Months after a citywide task force essentially labeled Chicago’s affordable housing program a failure, Mayor Lori Lightfoot is proposing major changes.
The mayor’s revisions to the existing Affordable Requirements Ordinance will include doubling to 20 percent the number of affordable apartments or condo units per complex in certain neighborhoods, according to Crain’s.
The proposed update, announced Wednesday, would also make developers pay more to opt out of the requirements, with that money going to Chicago’s housing fund, the report noted.
“Thanks to this ordinance, we will be able to better address these negative impacts and move our city that much closer to fully ensuring that all of our residents, regardless of their income, will have the ability and opportunity to live wherever they choose in Chicago,” Lightfoot said.
Meanwhile, developers say the revisions will discourage new construction by making it more difficult for projects to pencil out.
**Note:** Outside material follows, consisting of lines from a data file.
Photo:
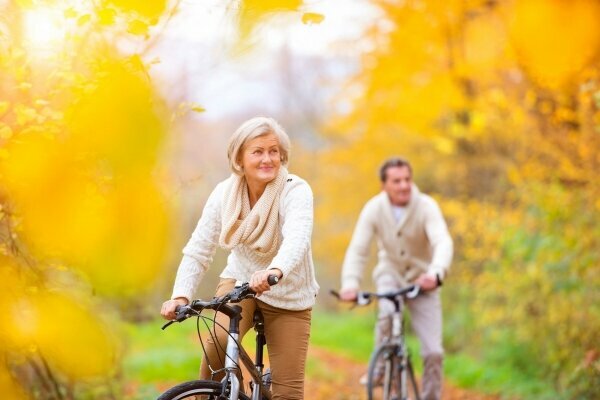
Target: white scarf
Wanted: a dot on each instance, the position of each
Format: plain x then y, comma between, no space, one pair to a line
257,228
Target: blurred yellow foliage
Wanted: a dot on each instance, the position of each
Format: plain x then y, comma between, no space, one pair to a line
495,104
83,213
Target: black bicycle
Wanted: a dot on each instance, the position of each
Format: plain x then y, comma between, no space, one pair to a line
391,375
229,388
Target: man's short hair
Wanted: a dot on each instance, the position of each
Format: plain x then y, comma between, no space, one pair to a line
390,163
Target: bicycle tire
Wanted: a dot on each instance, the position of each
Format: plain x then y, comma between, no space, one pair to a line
412,382
391,387
382,357
209,390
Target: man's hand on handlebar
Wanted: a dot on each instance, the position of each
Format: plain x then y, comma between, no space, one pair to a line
348,294
168,308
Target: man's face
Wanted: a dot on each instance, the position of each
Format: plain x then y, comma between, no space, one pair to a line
398,185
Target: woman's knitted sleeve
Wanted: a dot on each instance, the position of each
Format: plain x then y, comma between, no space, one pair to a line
297,211
199,251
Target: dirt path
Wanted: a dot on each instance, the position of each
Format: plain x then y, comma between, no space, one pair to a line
337,378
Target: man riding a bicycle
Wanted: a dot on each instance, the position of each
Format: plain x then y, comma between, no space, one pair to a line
414,247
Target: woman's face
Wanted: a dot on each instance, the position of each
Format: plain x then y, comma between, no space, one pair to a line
261,159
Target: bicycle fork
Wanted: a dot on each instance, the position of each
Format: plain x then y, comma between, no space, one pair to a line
402,356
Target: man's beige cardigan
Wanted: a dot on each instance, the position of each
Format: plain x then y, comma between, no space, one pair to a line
418,243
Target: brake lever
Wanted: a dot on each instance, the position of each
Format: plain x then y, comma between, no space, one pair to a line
183,313
363,299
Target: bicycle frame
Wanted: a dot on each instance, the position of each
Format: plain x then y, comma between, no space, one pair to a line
234,352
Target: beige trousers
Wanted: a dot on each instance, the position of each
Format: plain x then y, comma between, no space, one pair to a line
425,314
426,317
287,333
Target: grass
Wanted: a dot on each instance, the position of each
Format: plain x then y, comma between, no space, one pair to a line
156,357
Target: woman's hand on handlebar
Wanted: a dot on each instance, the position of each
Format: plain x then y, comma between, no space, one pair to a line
168,308
259,281
427,281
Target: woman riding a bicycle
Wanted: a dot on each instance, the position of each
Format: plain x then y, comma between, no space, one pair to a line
264,216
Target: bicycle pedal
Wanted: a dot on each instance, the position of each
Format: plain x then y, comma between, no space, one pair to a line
267,377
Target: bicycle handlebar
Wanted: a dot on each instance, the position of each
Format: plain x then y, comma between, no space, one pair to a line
238,294
364,298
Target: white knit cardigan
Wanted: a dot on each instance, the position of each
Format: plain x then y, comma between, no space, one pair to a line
297,289
418,243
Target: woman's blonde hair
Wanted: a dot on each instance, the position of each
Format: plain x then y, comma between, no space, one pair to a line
253,128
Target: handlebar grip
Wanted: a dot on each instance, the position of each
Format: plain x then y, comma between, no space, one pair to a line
272,280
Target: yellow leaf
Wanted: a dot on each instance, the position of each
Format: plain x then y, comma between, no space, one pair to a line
4,107
312,18
70,13
197,108
5,131
107,16
84,19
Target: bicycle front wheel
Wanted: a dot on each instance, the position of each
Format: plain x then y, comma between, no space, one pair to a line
383,378
196,390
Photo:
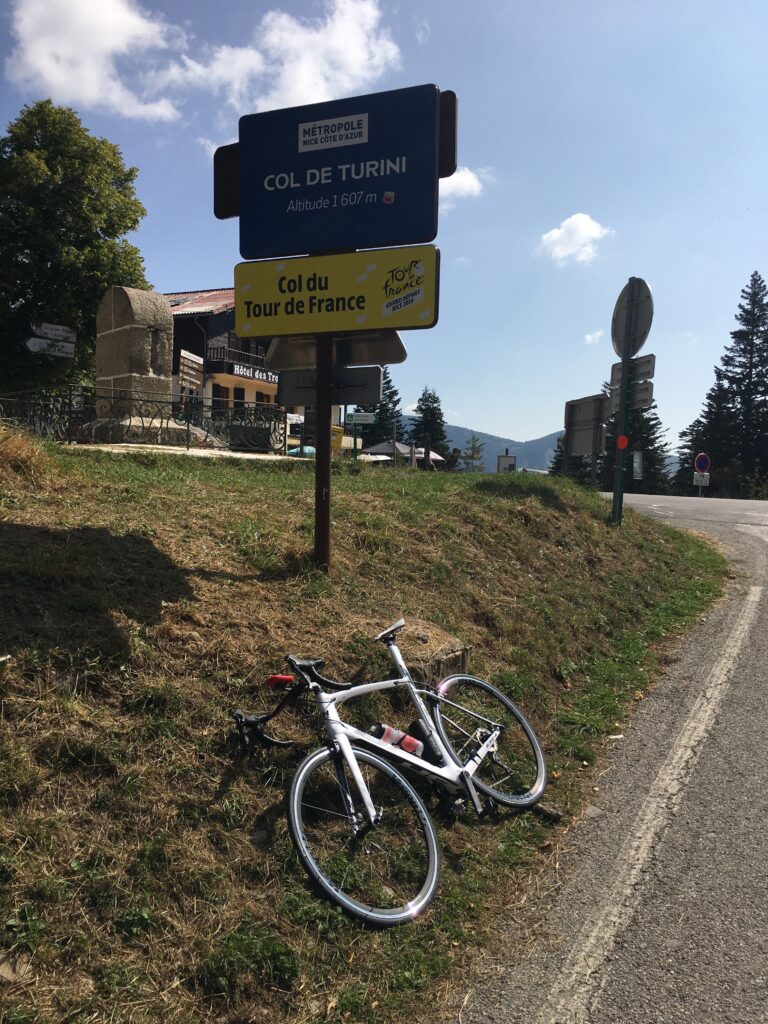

Lightfoot’s changes follow a report in September by a task force that determined the ordinance requiring developers to build more housing for low- and moderate-income households has created just 1,000 homes in 13 years. Those results also showed that the city’s affordable housing shortfall has ballooned to nearly 120,000 homes.
The announcement came a week after the city Department of Housing’s “racial equity impact assessment” found the bulk of affordable homes developed in Chicago using federal low-income housing tax credits in recent years have further segregated Black residents in the South and West sides.